Mit Rundmails verbreitet das Netzwerk Informationen über Fortbildungen, freie Stellen, Gesuche von Hebamme zu Hebamme oder auch Hilfsanfragen zu Abschlussarbeiten und ähnlichem. Über diesen Kanal laufen auch Urlaubs- oder Krankheitsvertretungsanfragen von Hebammen. Auf der jährlichen Mitgliederversammlung wird der Vorstand entlastet, die Kasse geprüft, über aktuelle Herausforderungen oder Aufgaben gesprochen und neue Ideen für die Weiterentwicklung des Netzwerkes gesammelt. Ein aktuelles Projekt ist beispielsweise, für die Netzwerkmitglieder einen Service anzubieten, bei dem ein Prüfer oder eine Prüferin zu bestimmten Terminen in die Zentrale kommt, um die Geräte der Kolleginnen kostenfrei zu kontrollieren, die geeicht werden müssen. Dank guter Haushaltsführung und den Mitgliedsbeiträgen des Vereins ist das Projekt finanziell unabhängig und steht auf soliden wirtschaftlichen Füßen. Mit den Überschüssen können Angebote für die Hebammen wie die Ringvorträge ermöglicht werden.

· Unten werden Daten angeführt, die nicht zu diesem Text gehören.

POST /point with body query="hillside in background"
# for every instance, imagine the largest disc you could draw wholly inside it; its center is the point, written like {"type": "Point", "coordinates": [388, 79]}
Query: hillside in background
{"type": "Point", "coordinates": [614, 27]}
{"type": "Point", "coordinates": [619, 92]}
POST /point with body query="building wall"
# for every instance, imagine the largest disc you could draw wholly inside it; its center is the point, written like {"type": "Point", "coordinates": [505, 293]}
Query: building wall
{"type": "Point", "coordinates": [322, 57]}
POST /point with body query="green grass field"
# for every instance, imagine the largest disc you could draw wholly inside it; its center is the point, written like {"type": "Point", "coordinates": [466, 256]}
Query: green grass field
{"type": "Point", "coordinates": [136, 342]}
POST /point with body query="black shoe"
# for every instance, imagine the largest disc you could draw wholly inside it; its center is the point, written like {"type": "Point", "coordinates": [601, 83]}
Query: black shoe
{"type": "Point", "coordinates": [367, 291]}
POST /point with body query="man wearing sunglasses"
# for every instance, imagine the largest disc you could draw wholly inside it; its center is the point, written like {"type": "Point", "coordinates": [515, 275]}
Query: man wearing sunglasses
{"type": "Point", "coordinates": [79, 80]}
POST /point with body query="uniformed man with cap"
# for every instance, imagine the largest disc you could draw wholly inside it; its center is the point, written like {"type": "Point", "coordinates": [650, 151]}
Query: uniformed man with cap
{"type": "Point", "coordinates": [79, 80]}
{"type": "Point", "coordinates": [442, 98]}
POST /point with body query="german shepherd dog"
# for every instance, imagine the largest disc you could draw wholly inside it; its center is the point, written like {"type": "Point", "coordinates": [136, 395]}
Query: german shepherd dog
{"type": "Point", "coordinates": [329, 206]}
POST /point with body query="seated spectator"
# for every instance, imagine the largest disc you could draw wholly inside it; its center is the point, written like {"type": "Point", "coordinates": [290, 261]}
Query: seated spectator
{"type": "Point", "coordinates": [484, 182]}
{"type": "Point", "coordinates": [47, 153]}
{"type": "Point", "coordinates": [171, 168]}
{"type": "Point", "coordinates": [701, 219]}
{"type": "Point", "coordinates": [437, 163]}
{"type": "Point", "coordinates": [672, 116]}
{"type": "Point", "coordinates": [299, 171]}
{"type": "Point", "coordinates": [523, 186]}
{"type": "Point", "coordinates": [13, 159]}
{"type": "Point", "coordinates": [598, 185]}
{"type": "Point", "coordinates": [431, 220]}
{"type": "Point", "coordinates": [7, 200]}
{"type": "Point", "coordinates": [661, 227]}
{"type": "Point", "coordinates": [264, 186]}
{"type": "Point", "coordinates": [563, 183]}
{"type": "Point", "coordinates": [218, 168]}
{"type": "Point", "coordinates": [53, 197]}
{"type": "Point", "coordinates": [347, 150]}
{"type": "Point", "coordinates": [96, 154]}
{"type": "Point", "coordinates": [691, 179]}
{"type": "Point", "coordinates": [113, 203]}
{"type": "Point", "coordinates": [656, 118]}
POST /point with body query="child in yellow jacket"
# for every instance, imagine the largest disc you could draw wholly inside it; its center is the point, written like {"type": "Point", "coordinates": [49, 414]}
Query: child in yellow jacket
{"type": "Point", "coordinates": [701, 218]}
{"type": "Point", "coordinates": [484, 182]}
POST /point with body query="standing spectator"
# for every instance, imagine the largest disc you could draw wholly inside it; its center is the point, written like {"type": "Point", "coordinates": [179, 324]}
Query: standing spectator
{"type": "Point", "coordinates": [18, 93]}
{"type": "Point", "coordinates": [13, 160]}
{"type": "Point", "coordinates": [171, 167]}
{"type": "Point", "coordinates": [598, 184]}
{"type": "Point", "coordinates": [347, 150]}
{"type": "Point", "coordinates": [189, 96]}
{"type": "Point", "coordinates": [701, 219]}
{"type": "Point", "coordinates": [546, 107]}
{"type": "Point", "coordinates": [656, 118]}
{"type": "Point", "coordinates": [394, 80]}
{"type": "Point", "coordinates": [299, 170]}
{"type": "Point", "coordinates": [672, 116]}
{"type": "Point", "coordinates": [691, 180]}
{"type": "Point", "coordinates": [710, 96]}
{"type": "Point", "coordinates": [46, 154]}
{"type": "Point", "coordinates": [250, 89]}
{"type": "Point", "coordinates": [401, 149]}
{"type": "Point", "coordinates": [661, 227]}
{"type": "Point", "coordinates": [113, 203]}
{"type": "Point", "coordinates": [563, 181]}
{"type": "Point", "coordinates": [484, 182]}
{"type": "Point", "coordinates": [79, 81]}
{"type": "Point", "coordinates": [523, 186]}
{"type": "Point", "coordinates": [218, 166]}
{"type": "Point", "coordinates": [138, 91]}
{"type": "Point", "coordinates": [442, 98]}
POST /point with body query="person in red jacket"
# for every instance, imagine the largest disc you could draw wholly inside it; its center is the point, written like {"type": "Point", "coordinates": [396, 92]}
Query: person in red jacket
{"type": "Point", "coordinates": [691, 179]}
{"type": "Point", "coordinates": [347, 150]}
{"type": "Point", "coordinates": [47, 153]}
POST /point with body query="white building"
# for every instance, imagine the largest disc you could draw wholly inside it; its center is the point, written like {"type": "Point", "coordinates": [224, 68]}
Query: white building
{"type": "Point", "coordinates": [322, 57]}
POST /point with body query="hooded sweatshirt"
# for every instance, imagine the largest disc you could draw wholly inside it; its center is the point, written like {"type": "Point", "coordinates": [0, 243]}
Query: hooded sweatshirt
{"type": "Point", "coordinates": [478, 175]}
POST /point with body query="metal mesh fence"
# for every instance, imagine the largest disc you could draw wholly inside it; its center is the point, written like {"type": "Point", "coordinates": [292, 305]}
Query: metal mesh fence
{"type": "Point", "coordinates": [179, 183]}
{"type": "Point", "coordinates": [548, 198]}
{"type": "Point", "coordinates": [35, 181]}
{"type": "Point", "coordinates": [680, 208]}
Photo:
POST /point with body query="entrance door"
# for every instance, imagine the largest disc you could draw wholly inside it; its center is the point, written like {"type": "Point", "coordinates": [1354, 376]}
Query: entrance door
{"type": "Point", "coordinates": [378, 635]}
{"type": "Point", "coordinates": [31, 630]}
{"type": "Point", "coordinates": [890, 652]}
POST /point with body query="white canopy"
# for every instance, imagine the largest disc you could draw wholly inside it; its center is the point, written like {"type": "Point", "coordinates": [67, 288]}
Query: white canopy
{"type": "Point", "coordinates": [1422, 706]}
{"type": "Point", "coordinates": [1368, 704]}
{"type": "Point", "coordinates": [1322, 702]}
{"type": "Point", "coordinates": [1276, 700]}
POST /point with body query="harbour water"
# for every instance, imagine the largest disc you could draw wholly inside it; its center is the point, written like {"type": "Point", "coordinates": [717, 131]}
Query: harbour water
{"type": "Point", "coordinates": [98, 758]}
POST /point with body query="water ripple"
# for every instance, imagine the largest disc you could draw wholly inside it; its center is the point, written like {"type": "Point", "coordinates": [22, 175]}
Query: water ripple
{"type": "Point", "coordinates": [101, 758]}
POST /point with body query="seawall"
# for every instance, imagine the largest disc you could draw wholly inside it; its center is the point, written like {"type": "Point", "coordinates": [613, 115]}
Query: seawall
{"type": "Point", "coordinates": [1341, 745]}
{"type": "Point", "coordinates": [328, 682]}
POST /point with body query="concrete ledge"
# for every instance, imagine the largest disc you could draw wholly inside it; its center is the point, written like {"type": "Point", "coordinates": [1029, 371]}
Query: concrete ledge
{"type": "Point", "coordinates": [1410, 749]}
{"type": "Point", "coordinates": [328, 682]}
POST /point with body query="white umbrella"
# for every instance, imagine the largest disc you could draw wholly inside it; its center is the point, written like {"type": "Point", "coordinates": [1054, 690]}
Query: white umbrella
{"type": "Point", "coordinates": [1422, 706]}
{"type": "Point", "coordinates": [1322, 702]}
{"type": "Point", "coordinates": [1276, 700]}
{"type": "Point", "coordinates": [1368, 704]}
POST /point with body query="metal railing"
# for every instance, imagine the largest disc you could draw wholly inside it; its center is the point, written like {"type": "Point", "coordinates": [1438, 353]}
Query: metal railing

Herausforderungen bei der Gründung

Wie in vielen anderen Städten gab es in Köln eine „Hebammenliste”. Jedoch wurde diese mit der stetig steigenden Zahl an Kolleginnen immer unübersichtlicher. Da die Kölner Hebammen viele Absagen erteilen mussten, weil Angebot und Nachfrage nicht zusammenpassten, bestand die Sorge, dass einige Frauen aufgeben, bevor sie eine Hebamme finden. So kam die Idee aus dem Kreisvorstand, ein Hebammennetzwerk zu gründen, das den Frauen die Suche nach der gewünschten Leistung erleichtern sollte. In den Jahren 1995/1996 gründeten etwa zehn Hebammen das Kölner Hebammennetzwerk in Form eines eingetragenen Vereins. Zu Beginn standen ungefähr 30 Hebammen für die Telefonvermittlung bereit. Dabei bestand der Vorstand des Hebammennetzwerks aus den gleichen Kolleginnen wie der Kreisvorstand. Aufgrund der steigenden Arbeitsbelastung wurde dies jedoch später getrennt. Seitdem ist das Hebammennetzwerk Köln unabhängig vom Deutschen Hebammenverband (DHV).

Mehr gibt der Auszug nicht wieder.